It’s good to be ahead of the curve, especially considering from where Marianne Cleary began. She was anxious about her first grant-writing experience as transportation coordinator for North Penn School District in suburban Philadelphia, and her attempt to secure funding to assist in a fleetwide switch to ultra low sulfur diesel fuel — well ahead of an EPA Clean Air Act mandate for end-users in 2007 — and to retrofit older buses with emission reduction technology.
“The task of writing a grant and going and getting the money is just so daunting,” she said, especially since North Penn does not retain a full-time staff grant writer. “Nobody makes it easy.”
Nobody in her case but the Pennsylvania Department of Environmental Protection, which helped her secure nearly $140,000 in the spring of 2004 to retrofit 35 school buses with diesel oxidation catalysts provided by Donaldson Solutions. The retrofits together with the switch to ULSD in all 143 buses amounted to a total fleet emissions reduction of 47 percent, for which North Penn was recently recognized.
North Penn became the fifth recipient — the second school district with Wissahickon School District in Ambler being the first — of Philadelphia Diesel Difference’s “Platinum Recognition” award ceremony during the Delaware Valley Regional Planning Commission’s 2006 Ozone Season Kick-Off and Clean Air Fair event on May 12. The school district transports approximately 11,000 of the 13,500 total enrollment each school day over a 43 square-mile area, and it racks up about 1.8 million miles annually.
A Philadelphia Diesel Difference spokesman Eric Cheung said North Penn’s efforts actually resulted in a 64 percent emissions reduction when older, retrofit-ineligible buses were thrown out of the calculations because they will soon be replaced.“It’s a shame from my perspective that more school districts didn’t take advantage of all the grant money out there the last couple of years,” Cleary said.
She attributed that to the feeling of many school districts, especially the smaller ones, of not knowing where to turn for assistance. The Pennsylvania DEP stepped right up to lend a hand.
“Marianne was a model grantee,” said Chris Trostle, a DEP air quality program specialist. “She had good lines of communication and let us know of problems right away.”
At issue for North Penn was engine stalls resulting from usage of ULSD that left the school district, and DEP, perplexed. North Penn was hemorrhaging funds as it tried to identify and fix problems the new fuel was causing in existing Bosch and General Motors fuel pumps with degraded O-rings used in some of the older buses.

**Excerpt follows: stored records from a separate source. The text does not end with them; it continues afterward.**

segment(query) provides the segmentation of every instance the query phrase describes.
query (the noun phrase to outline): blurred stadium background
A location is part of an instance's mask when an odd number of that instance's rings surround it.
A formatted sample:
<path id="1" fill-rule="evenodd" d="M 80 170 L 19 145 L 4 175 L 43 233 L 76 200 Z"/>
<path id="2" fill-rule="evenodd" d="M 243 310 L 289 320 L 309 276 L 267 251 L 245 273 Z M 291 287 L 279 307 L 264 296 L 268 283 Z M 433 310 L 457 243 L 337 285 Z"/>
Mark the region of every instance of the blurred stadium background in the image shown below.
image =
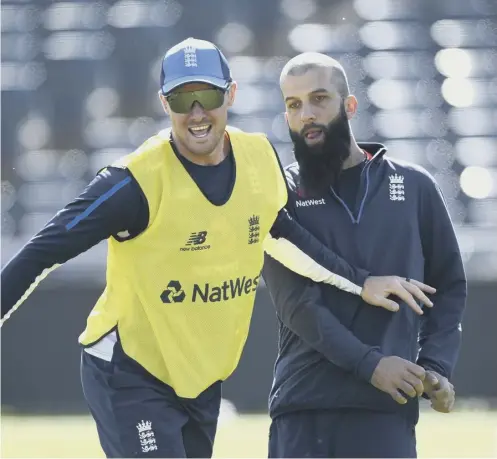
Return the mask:
<path id="1" fill-rule="evenodd" d="M 230 124 L 266 132 L 285 164 L 279 71 L 298 52 L 329 53 L 359 99 L 356 137 L 436 177 L 464 253 L 458 411 L 423 413 L 420 455 L 497 456 L 496 16 L 495 0 L 2 1 L 2 264 L 99 168 L 168 126 L 157 90 L 171 45 L 195 36 L 223 49 L 239 83 Z M 76 341 L 103 289 L 105 252 L 57 270 L 2 328 L 4 457 L 101 455 Z M 225 385 L 218 457 L 266 454 L 275 352 L 262 284 Z"/>

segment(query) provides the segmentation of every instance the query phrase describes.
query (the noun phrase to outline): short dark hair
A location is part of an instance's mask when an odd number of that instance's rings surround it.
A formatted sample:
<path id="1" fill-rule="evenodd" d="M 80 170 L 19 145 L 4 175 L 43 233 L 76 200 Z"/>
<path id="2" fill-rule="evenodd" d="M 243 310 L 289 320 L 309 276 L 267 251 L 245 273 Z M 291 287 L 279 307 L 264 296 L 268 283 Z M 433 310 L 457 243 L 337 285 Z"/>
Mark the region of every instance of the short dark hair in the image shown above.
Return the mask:
<path id="1" fill-rule="evenodd" d="M 345 98 L 350 95 L 349 83 L 343 67 L 333 58 L 320 53 L 303 53 L 291 59 L 281 71 L 280 84 L 287 75 L 301 76 L 309 70 L 331 69 L 331 82 L 338 94 Z"/>

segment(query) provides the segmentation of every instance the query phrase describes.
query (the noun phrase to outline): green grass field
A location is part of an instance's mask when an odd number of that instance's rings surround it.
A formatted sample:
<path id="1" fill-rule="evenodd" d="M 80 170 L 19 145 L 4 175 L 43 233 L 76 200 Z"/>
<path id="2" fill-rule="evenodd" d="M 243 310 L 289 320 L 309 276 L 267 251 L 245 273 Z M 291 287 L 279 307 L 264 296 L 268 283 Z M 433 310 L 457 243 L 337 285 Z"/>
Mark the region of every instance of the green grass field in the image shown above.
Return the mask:
<path id="1" fill-rule="evenodd" d="M 237 416 L 221 422 L 215 457 L 267 457 L 269 419 Z M 104 457 L 85 416 L 2 416 L 1 457 Z M 497 412 L 423 412 L 419 457 L 497 457 Z"/>

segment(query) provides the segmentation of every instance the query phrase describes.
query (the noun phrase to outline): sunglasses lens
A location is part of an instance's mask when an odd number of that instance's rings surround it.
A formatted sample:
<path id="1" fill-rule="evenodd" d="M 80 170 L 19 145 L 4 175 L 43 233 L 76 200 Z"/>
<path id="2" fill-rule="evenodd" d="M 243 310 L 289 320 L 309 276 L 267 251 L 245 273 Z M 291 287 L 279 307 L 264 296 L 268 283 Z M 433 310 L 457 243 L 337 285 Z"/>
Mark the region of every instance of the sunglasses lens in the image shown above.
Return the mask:
<path id="1" fill-rule="evenodd" d="M 223 105 L 224 92 L 220 89 L 204 89 L 203 91 L 174 92 L 167 96 L 171 110 L 175 113 L 189 113 L 192 105 L 198 102 L 204 110 L 215 110 Z"/>

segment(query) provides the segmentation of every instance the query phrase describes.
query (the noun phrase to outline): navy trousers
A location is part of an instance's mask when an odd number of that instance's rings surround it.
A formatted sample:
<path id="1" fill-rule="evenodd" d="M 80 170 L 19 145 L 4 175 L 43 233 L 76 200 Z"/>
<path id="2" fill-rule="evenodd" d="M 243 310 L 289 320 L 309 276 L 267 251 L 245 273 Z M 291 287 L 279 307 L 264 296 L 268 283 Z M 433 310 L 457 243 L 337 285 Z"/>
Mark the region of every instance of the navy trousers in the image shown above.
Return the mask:
<path id="1" fill-rule="evenodd" d="M 196 399 L 174 390 L 124 355 L 111 362 L 82 352 L 81 382 L 107 457 L 211 457 L 221 382 Z"/>
<path id="2" fill-rule="evenodd" d="M 269 457 L 416 457 L 415 426 L 360 409 L 282 414 L 271 423 Z"/>

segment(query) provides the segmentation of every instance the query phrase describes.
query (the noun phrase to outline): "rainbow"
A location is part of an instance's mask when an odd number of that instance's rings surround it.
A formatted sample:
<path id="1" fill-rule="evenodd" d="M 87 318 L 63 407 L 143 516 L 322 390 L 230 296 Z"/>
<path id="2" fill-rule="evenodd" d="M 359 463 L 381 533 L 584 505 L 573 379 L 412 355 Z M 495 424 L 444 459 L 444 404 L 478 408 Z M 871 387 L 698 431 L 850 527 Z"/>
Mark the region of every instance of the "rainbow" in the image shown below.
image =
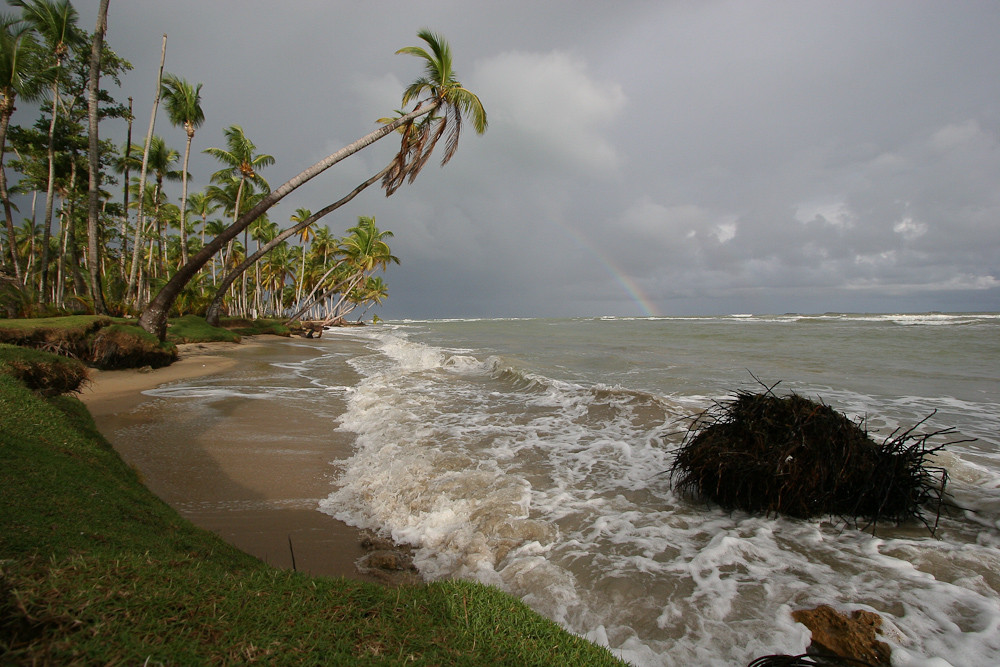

Trostle said North Penn had no way to forecast the problems it would have until fueling up with the ULSD only to see it pour right back out. The ULSD was acting as a cleaning effect in the engine that was destroying the fuel lift pump.
“The thing we’re always concerned about is having school buses stranded out on the highway somewhere,” Trostle added.
He said his office had seen similar issues arise in some diesel particulate filter retrofit projects that would de-rate the engines and the vehicles would “limp home.” But DEP had never seen the problem specific to ULSD. His office contacted the U.S. EPA to notify them of the problem.
“The purposed of these demo programs is to obviously demonstrate the new technology so we can learn from it,” he said. “(The EPA was) right on top of it.”Meanwhile, another potential grantee couldn’t get the paperwork signed on time for a $19,000 made available under a settlement agreement with the EPA and a local power company. So Trostle’s team ran the funds through the DEP’s legal department for approval to disburse to Cleary. The petition was successful.
The additional funds enabled North Penn to switch out the affected fuel pumps and, months before a federal mandate kicked in for petroleum manufacturers to begin producing ultra low sulfur diesel at 80 percent levels of all diesel supplied nationwide by all refiners and importers, the school district suddenly found itself a trend setter. “It was really seamless transition other than the bump at the beginning with the fuel pumps,” Cleary said.
She advocated more school bus industry assistance via free workshops that assist pupil transporters on the ins and outs of grant writing.
“It’s a great idea because we’re not in that business; we’re transportation professionals,” she said. “If you can just walk people through the process and let them know the resources are out there … I could have never done this with out the help of the people at DEP. They wanted to give the money.”
Added Trostle: “The hardest part for grant writers is to write technically about school buses. Now they are required to also write about air quality. It’s an area that is not reasonable to expect them to do that.”